关 键 词:聚乳酸-羟基乙酸共聚物  干扰素  壳聚糖  硬膜外瘢痕  椎板切除

Interferon/poly (lactic-co-glycolic acid) and chitosan/poly (lactic-co-glycolic acid) composite membranes for prevention of epidural scar adhesion following laminectomy
Su Yun,Meng Xiang-jun,Zhang Xin.Interferon/poly (lactic-co-glycolic acid) and chitosan/poly (lactic-co-glycolic acid) composite membranes for prevention of epidural scar adhesion following laminectomy[J].Journal of Clinical Rehabilitative Tissue Engineering Research,2010,14(47).

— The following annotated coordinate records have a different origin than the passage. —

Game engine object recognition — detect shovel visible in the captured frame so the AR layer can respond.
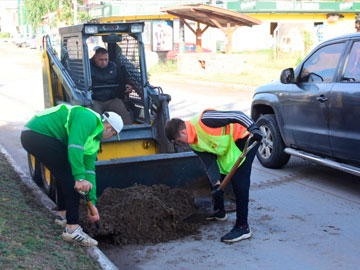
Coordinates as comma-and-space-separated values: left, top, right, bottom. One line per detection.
211, 133, 258, 200
79, 191, 100, 233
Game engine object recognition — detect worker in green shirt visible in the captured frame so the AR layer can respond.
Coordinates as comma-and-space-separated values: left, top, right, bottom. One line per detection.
21, 104, 123, 246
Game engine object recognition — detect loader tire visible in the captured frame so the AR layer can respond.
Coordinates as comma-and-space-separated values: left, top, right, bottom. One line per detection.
40, 163, 57, 203
27, 153, 42, 187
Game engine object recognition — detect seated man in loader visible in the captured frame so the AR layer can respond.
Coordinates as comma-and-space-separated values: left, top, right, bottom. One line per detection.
90, 47, 132, 125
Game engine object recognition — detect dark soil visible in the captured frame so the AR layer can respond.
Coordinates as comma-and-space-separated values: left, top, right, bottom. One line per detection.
81, 185, 204, 245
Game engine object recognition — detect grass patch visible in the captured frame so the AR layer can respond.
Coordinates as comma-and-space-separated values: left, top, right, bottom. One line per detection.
0, 153, 101, 270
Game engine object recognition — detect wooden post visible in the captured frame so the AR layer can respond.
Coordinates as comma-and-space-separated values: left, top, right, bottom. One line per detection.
195, 22, 202, 52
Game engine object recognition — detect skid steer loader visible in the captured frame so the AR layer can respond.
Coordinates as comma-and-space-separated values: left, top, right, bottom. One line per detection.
28, 22, 209, 201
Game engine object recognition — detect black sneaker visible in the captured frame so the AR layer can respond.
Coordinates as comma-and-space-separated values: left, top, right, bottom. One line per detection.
221, 225, 252, 243
206, 209, 227, 221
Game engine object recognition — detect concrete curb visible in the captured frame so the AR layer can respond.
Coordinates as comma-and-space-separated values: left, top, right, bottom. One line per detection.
0, 144, 119, 270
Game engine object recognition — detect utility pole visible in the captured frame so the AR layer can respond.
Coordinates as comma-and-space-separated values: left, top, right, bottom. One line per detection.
73, 0, 78, 25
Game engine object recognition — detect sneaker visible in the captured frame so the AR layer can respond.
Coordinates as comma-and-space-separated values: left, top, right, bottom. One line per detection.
206, 209, 227, 221
55, 215, 67, 228
221, 225, 252, 243
62, 226, 98, 247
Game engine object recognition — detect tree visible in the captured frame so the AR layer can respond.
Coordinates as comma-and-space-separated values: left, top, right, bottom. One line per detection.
24, 0, 59, 29
25, 0, 90, 29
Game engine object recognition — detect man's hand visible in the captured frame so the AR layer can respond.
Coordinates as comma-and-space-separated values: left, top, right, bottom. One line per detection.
88, 205, 100, 223
211, 189, 224, 201
248, 124, 264, 142
251, 128, 263, 142
74, 179, 92, 192
125, 84, 134, 94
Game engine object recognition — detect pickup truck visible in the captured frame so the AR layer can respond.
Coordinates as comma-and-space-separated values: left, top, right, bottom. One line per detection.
251, 33, 360, 176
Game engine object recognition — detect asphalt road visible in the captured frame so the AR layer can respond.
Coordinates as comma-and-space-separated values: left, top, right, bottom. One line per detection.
0, 42, 360, 270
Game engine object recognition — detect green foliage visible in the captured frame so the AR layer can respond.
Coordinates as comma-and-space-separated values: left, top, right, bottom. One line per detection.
25, 0, 90, 29
0, 32, 10, 38
24, 0, 59, 29
0, 153, 101, 270
78, 10, 91, 23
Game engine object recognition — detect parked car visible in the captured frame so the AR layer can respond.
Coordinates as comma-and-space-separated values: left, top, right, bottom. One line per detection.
166, 42, 211, 60
251, 33, 360, 176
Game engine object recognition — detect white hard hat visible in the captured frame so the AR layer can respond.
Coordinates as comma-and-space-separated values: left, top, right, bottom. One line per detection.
102, 112, 124, 140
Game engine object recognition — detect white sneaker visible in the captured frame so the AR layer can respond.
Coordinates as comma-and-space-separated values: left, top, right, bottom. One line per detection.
62, 226, 98, 247
55, 215, 66, 228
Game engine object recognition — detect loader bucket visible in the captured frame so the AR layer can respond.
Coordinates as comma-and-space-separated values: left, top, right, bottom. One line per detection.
96, 152, 210, 196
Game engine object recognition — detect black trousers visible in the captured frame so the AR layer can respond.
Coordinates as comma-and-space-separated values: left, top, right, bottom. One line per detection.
21, 130, 80, 224
195, 137, 260, 226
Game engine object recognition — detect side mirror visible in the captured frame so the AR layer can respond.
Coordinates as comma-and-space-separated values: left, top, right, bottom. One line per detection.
280, 68, 295, 84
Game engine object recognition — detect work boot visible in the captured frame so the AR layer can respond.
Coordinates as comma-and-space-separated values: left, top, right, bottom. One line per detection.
55, 215, 67, 228
62, 226, 98, 247
221, 225, 252, 243
206, 208, 227, 221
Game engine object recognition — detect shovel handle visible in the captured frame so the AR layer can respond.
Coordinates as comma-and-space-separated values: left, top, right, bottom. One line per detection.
219, 133, 257, 190
87, 200, 96, 216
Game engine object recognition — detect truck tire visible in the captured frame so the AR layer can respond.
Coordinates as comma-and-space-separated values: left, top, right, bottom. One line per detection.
27, 153, 42, 187
256, 114, 290, 169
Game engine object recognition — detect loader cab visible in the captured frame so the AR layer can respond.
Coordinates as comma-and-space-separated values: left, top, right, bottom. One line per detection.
59, 23, 151, 123
35, 22, 207, 200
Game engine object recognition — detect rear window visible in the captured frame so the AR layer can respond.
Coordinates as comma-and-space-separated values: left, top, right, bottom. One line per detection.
300, 43, 345, 83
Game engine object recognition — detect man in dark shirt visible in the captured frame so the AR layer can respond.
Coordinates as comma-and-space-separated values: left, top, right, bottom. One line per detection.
90, 48, 132, 125
165, 109, 262, 243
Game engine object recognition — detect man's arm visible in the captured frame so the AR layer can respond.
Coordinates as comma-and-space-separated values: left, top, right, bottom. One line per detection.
201, 110, 263, 141
201, 110, 255, 129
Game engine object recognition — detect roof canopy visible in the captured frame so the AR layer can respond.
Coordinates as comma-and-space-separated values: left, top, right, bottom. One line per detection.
161, 4, 261, 27
161, 4, 261, 53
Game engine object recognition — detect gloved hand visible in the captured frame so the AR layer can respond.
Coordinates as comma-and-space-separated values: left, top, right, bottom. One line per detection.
248, 124, 263, 142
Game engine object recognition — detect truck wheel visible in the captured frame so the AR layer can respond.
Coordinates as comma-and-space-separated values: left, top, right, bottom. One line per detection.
256, 114, 290, 169
40, 163, 57, 203
28, 153, 42, 186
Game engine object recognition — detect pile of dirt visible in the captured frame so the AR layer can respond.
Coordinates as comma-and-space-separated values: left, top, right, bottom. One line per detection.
80, 185, 201, 245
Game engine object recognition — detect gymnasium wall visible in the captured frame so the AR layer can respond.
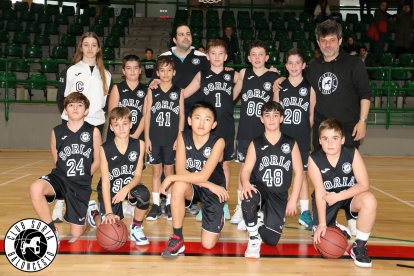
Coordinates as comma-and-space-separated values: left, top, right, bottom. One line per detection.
0, 104, 414, 156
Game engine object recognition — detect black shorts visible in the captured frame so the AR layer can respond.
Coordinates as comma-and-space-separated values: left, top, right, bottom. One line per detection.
40, 173, 92, 225
300, 151, 309, 172
186, 184, 224, 234
255, 185, 287, 234
312, 193, 358, 226
148, 146, 175, 165
236, 140, 251, 163
97, 185, 132, 219
223, 135, 235, 161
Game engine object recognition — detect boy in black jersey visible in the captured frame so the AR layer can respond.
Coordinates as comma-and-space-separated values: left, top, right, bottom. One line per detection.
275, 48, 316, 228
309, 119, 377, 267
160, 102, 229, 258
183, 39, 239, 221
230, 40, 279, 224
241, 101, 303, 258
30, 92, 102, 242
106, 55, 147, 141
145, 56, 184, 220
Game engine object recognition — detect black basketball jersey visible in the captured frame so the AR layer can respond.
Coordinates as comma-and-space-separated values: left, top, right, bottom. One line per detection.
117, 81, 147, 133
279, 79, 311, 152
250, 133, 295, 200
150, 85, 181, 146
237, 68, 279, 141
52, 122, 95, 186
200, 69, 234, 137
311, 146, 355, 193
182, 130, 226, 187
98, 137, 140, 198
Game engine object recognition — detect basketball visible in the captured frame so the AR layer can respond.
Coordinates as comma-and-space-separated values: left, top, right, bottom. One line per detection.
96, 220, 128, 251
313, 226, 348, 259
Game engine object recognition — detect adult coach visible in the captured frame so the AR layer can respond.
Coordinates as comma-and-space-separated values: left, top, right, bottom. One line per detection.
150, 24, 210, 118
306, 20, 371, 150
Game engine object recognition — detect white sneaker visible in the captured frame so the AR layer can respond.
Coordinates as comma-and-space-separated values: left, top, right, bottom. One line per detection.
237, 219, 247, 231
88, 200, 99, 228
52, 199, 65, 222
129, 225, 149, 245
230, 204, 243, 224
348, 219, 356, 236
244, 235, 262, 259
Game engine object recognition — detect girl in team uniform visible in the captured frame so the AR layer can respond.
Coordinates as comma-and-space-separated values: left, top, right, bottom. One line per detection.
275, 48, 316, 227
145, 57, 184, 220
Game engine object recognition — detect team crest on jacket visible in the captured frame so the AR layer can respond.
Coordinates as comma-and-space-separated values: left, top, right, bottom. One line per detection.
263, 81, 272, 91
281, 143, 290, 154
342, 162, 352, 174
318, 72, 338, 95
203, 147, 211, 158
299, 87, 308, 97
170, 92, 178, 101
128, 151, 138, 162
137, 90, 145, 98
80, 132, 91, 143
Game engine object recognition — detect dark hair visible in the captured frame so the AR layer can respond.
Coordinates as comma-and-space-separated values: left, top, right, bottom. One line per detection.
286, 48, 305, 62
315, 19, 342, 40
172, 23, 193, 38
108, 106, 132, 124
318, 118, 344, 137
155, 56, 175, 71
207, 39, 227, 53
188, 101, 217, 121
249, 39, 268, 55
261, 101, 285, 116
63, 92, 90, 109
122, 55, 141, 69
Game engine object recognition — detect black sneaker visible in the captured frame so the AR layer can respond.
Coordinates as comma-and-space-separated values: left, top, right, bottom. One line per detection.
165, 204, 172, 220
146, 204, 161, 220
161, 235, 185, 258
351, 240, 372, 267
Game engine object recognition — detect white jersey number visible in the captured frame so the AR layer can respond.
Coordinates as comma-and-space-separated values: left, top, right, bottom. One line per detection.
155, 112, 171, 127
66, 159, 85, 177
262, 169, 283, 187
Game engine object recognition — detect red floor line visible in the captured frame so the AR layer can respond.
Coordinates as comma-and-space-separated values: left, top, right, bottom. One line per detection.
0, 240, 414, 259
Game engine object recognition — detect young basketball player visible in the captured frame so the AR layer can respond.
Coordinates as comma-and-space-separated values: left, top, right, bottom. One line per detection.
309, 119, 377, 267
241, 101, 303, 258
89, 107, 150, 245
106, 55, 147, 141
230, 40, 279, 224
183, 39, 239, 221
160, 102, 229, 258
275, 48, 316, 227
30, 92, 102, 242
145, 56, 184, 220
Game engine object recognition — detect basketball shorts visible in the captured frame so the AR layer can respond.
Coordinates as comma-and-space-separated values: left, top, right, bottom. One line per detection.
148, 146, 175, 165
186, 184, 224, 234
40, 173, 92, 225
236, 140, 251, 163
312, 193, 358, 226
255, 185, 287, 234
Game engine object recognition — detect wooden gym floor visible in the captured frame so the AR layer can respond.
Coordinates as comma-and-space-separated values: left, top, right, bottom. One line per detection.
0, 151, 414, 275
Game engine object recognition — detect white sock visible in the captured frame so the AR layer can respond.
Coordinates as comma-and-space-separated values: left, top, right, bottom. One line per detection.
356, 229, 371, 241
152, 192, 160, 206
299, 199, 309, 214
237, 190, 241, 206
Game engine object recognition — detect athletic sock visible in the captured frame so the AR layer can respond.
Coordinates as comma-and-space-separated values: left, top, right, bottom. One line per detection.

Authors:Su Yun  Meng Xiang-jun  Zhang Xin
Abstract:BACKGROUND: Epidural resistance materials are an approach to prevent the epidural scar adhesion after laminectomy. A composite membrane of mechanical separation and fibroblast inhibition is promising to be widely studied.OBJECTIVE: To prepare the interferon (IFN)/poly (lactic-co-glycolic acid) (PLGA) and chitosan/PLGA composite membranes, and to observe their effects on preventing epidural scar adhesion after laminectomy in rabbits.METHODS: L2 laminectomy was performed in 120 rabbits, which were randomly and evenly divided into six groups. The control group received nothing on epidurals. In the autologous free fat group, the exposed dura was covered with subcutaneous fat. In the sodium hyaluronate group, 1 mL sodium hyaluronate was dripped onto the dura. In the PLGA, chitosan/PLGA, and IFN/PLGA groups, the exposed dura was covered with one of the three membranes at a sufficient size. The animals were sacrificed at 2, 4, 6, 8 weeks postoperatively. The scar formation and adhesion to the dura in L2 laminectomy sites were observed and scored by gross observation. At 4 weeks postoperatively, fibroblast ultrastructure was observed through the use of transmission electron microscope.RESULTS AND CONCLUSION: Widespread scars formed in the control group. The scars in the autologous free fat and PLGA groups were less compared with the control group, but there was no significant difference between these two groups. In the early stage, the scars in the sodium hyaluronate group were obviously less compared with the autologous free rat and PLGA groups, while in the later period, the difference between them was not significant, but the results from the sodium hyaluronate group were still better compared with the control group. The scars and slight adhesion to the dura were observed in the chitosan/PLGA and IFN/PLGA groups. The effect of preventing scar adhesion in these two groups was remarkably superior to that in the other groups, but there was no significant difference between these two composite membrane groups. At 4 weeks postoperatively, fibroblast morphology and function in the control, autologous free rat, and PLGA groups were better than those in the chitosan/PLGA and IFN/PLGA groups. Chitosan/PLGA and IFN/PLGA composite membranes are effective materials to prevent epidural scar adhesion after laminectomy.